Another consideration that must be made concerns the cut-off point of adherence. Although patient retention in HIV care services is associated with viral suppression, adherence to ARVs is the factor that best relates to this condition. ²⁵ Inadequate treatment follow-up is a strong indicator of therapeutic failure, development of drug resistance, disease progression and death. ¹⁵ The 95% cut-off value of adherence is the gold standard for older therapies, while studies point out that use of at least 80% of the prescribed doses is necessary to obtain an effective therapeutic response, especially for newer ARVs.^4,15,26 It has been noted that rates of 80% or less do not necessarily mean that the individual has a detectable VL. However, these cases should represent an alert to the health service, since these individuals may be at the limit of virus detection or there may be possible difficulties in the follow-up. For this reason, the cut-off point defined to classify patients as non-adherent should guide the choice of the calculation model to be used. It is enhanced here in the non-recommendation of the NRMF model, mainly for cut-offs above 90%, when the discrepancies are more remarkable (Table 6). It is evident that, with smaller cut-offs, the differences in this classification are less impactful, but no less important to the scientific aspects of the publication of results.

In practice, what is the consequence of misclassifying non-adherents? Especially for the management of the health service, this situation may result in patient rescue procedures that require the time and resources of different health professionals, both of which are generally tight in public services. As a result, there is a waste of resources with patients who are under adequate therapeutic follow-up, leaving those who may actually need assistance without intervention. In addition, individuals with adequate adherence to ART achieve such low VL levels that there is little chance of transmitting the virus. Thus, the correct identification of patients with adherence problems is of social relevance, since this group must be monitored by health professionals and encouraged to return to treatment. It is also emphasised that adequate therapeutic follow-up and clinical monitoring of VL are strategic components of combined HIV prevention, which is designed to make joint use of biomedical, behavioural and structural interventions applied to the individual, their relationships and social groups to which they belong.

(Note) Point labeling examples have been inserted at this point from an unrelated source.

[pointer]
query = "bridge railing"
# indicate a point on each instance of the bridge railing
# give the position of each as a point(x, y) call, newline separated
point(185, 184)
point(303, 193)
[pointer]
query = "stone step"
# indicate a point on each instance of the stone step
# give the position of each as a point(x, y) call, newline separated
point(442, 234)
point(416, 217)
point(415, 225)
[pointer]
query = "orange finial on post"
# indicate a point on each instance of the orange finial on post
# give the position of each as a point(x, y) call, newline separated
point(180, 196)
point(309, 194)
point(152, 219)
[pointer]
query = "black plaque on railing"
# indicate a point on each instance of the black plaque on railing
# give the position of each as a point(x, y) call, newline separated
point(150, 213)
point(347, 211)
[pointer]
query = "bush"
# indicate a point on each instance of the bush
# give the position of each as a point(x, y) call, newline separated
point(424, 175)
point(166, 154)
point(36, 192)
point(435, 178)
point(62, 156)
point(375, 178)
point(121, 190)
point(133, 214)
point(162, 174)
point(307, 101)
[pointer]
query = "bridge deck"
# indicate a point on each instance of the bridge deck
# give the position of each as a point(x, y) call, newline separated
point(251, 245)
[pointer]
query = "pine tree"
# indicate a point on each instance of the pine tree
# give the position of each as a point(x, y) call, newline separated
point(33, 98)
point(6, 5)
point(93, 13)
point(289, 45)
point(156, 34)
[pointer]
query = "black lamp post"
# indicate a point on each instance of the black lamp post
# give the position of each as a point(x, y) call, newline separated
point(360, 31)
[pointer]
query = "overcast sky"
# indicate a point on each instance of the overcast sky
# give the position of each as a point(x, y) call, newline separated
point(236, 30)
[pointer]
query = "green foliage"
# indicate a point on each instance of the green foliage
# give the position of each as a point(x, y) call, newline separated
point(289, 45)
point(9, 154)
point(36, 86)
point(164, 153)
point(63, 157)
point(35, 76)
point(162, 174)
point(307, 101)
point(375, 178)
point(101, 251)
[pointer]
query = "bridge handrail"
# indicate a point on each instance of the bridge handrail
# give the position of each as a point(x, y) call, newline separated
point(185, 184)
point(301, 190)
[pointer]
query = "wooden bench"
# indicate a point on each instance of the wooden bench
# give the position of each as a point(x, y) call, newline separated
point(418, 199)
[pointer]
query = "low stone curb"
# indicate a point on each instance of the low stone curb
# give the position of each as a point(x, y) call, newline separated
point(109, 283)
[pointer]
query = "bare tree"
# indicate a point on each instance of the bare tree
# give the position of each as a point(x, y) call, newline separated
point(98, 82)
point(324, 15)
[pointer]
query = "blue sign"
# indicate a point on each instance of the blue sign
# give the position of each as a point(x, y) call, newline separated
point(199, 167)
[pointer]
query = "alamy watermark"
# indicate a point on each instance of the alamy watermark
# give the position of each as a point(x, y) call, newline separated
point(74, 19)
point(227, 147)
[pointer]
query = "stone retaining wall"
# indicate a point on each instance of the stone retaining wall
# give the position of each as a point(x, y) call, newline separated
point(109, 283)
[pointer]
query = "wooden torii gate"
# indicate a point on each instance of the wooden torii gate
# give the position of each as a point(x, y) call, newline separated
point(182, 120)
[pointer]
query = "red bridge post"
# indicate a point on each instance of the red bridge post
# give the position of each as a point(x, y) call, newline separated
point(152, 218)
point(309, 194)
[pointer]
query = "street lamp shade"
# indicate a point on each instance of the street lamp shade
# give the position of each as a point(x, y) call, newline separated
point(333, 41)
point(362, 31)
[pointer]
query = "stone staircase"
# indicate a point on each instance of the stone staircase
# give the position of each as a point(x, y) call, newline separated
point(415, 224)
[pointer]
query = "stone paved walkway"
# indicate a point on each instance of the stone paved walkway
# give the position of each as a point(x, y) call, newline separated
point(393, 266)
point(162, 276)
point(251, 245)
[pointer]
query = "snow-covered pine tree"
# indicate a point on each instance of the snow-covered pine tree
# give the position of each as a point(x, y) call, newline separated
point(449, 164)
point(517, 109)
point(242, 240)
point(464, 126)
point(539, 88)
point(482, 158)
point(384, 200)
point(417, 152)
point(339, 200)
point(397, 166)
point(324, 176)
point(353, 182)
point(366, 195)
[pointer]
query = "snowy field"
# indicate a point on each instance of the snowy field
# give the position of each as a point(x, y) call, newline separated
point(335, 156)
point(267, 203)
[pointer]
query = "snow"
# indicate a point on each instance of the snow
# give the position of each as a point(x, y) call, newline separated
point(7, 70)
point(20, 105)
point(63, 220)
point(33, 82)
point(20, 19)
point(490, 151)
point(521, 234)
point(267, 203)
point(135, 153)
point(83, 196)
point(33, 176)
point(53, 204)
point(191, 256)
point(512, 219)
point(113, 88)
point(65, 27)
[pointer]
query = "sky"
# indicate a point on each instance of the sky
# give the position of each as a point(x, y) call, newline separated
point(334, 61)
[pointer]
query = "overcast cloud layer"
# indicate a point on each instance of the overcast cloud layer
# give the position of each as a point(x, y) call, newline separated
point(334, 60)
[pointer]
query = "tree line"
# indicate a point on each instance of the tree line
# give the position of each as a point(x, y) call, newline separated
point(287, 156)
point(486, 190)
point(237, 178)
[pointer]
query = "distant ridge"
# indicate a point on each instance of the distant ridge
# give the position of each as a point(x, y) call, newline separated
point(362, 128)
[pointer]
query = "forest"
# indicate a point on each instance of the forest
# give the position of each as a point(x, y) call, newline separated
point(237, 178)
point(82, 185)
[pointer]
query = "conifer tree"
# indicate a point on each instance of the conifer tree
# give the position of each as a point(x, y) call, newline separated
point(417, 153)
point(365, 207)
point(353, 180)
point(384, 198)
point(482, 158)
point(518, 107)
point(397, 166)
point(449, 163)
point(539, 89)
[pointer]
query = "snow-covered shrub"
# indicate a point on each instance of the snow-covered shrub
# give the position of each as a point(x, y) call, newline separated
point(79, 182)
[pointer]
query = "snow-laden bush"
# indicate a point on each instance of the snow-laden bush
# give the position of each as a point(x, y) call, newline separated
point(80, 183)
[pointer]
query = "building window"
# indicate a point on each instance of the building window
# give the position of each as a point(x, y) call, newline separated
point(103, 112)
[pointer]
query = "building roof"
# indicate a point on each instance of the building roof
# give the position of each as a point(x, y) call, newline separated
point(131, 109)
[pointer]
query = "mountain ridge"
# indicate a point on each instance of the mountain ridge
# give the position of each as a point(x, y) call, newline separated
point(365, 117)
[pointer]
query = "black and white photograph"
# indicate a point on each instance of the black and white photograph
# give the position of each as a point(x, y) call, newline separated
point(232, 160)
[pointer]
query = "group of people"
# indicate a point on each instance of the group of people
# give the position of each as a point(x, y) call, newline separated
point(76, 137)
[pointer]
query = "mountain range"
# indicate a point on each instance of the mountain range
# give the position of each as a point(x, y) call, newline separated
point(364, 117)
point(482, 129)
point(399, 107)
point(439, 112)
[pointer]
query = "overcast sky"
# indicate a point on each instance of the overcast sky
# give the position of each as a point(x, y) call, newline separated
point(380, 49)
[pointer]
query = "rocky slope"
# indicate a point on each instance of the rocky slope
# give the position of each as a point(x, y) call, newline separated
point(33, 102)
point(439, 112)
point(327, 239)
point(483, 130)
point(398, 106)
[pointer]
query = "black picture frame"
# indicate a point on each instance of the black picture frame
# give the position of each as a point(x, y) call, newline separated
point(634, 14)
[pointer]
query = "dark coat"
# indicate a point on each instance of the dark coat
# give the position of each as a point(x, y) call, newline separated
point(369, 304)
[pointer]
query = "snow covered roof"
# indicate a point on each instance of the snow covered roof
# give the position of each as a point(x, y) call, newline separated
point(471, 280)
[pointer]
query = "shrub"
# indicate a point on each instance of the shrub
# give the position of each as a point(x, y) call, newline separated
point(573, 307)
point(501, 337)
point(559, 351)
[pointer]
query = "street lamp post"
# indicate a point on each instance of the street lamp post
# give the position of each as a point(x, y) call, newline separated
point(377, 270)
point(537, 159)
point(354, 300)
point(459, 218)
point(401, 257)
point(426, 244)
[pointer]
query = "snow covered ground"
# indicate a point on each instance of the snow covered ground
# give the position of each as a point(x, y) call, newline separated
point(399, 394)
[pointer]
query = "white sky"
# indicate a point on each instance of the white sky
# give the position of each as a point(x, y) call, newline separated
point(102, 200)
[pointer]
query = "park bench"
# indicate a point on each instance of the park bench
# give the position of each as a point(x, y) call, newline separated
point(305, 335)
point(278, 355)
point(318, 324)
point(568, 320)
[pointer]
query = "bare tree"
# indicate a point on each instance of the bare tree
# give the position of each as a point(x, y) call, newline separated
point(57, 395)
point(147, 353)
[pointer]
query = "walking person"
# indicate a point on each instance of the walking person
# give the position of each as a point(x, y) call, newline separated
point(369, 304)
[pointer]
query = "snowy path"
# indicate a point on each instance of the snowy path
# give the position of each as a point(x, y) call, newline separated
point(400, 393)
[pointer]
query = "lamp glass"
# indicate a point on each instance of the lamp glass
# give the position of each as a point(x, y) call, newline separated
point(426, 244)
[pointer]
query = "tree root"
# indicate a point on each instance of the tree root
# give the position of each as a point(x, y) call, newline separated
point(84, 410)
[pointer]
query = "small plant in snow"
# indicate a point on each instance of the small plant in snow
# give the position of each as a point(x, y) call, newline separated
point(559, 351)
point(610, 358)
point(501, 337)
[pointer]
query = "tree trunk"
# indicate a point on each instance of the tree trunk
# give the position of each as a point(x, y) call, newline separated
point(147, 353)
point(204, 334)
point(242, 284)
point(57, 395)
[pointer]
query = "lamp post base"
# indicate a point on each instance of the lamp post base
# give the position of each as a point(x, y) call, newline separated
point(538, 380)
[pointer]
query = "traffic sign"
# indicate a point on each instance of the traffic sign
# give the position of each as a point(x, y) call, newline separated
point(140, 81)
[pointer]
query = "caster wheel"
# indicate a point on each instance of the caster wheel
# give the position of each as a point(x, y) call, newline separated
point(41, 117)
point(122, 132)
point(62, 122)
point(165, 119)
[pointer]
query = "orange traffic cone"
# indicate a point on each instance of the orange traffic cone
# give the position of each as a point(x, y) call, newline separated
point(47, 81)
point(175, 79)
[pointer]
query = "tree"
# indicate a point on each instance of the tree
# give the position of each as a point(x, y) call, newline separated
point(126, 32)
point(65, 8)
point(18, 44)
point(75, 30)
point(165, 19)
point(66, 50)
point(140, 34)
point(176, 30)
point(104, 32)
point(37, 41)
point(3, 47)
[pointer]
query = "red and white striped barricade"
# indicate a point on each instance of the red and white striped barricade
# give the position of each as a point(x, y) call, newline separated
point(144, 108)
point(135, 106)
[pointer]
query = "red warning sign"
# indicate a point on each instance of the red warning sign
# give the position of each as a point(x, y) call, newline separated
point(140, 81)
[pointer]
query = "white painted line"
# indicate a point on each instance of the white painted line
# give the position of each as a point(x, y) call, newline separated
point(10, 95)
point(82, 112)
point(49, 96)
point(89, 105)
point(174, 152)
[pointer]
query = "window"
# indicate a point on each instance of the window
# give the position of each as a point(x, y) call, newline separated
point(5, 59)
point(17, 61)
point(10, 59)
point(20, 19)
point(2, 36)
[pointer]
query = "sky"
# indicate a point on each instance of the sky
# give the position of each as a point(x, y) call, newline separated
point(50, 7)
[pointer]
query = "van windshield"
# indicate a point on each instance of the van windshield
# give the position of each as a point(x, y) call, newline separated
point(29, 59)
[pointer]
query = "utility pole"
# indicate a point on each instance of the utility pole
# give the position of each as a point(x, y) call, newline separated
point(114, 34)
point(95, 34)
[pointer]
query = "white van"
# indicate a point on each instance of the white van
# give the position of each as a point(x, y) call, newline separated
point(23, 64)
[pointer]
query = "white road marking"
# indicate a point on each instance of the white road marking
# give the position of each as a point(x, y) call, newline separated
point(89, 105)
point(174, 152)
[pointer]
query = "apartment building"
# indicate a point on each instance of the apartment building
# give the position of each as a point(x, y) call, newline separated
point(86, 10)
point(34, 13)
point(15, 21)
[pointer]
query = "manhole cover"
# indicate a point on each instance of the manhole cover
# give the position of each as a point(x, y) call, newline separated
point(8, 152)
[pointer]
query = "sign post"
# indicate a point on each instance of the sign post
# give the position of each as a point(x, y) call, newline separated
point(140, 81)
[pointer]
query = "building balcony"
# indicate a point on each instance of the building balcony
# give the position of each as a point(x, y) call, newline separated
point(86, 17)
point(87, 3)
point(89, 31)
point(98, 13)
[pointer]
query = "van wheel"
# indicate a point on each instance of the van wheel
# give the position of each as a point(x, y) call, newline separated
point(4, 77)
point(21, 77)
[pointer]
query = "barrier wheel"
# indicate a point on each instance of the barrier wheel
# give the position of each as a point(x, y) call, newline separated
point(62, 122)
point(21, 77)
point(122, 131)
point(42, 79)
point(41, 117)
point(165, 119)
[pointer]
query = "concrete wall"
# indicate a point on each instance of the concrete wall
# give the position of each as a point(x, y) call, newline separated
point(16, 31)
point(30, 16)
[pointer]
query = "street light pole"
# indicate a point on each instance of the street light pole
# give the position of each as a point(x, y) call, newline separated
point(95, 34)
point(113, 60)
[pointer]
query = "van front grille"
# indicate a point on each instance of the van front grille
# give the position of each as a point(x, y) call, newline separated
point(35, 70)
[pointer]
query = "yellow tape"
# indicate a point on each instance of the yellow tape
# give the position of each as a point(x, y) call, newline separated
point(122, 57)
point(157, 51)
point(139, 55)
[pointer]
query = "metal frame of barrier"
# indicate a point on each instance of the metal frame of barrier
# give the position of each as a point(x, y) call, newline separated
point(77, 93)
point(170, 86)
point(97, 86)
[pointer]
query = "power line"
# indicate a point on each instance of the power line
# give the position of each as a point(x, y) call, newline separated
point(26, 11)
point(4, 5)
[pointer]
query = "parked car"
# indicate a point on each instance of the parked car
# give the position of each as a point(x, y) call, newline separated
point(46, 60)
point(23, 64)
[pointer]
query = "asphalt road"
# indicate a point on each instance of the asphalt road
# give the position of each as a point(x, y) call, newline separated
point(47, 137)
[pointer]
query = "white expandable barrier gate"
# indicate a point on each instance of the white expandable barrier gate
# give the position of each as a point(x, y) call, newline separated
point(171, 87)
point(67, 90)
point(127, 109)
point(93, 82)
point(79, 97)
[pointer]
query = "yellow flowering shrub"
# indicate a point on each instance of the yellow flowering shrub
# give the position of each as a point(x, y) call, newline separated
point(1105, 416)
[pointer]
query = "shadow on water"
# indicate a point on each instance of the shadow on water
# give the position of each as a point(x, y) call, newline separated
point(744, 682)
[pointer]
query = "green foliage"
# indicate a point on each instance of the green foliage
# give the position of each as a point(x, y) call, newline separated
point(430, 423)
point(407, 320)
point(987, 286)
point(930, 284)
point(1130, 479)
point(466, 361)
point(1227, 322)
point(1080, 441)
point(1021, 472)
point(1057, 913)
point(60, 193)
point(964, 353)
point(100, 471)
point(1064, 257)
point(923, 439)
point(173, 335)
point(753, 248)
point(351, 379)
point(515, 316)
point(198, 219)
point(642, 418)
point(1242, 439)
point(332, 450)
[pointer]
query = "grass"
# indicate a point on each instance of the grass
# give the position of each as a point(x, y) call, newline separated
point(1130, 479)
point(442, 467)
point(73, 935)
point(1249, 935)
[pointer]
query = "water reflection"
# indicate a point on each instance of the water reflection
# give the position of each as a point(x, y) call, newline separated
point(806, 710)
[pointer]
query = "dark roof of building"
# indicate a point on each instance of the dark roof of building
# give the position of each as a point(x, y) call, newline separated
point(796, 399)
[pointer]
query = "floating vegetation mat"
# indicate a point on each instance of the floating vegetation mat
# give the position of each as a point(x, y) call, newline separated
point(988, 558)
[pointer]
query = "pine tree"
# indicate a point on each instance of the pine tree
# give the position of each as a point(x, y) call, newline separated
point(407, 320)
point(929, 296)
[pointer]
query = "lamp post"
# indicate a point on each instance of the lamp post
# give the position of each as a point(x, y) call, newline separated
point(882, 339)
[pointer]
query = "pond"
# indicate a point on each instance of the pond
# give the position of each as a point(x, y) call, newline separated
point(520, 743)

It has been shown in this study that the adherence rates obtained by the three models are statistically different, to a greater or lesser degree. The NRMV and NRMF models are simpler in relation to data collection, but the researcher should know that the adherences rates calculated by NRMF will be smaller when compared to the others and may not represent the reality of the studied individuals. Likewise, NRMV may mistakenly indicate individuals as adherent when in fact they are not. In this context, the importance of the use of a scientific methodology with clearly defined validity, safety and precision is pointed out, in order to ensure that the results can be used in the practice of health services with the main objective of adequately identifying patients with adherence problems.

Conclusion

In this study, we identified that the three proposed models showed statistically significant differences in adherence rates, but all of them correlated with viral suppression. The RMF model allowed for a more precise identification of the number of doses that the patient used because it considered RM. In addition, this model reduces the possibility of errors in the classification of adherence. Furthermore, in the RMF model, the time interval previously defined in the study is in fact considered, in contrast to the NRMV model. Thus, application of the NRMV model must be carefully evaluated, given the possibility of mistakenly classifying adherent individuals. Health services should be therefore advised that, when using the MPR method to define adherence rates, the RMF model should be applied, avoiding the use of NRMV in particular.

In studies that use the MPR calculation, it is necessary to describe whether RM was used and the period of analysis considered, since these elements are the main influencing factors regarding the accuracy and safety of the results.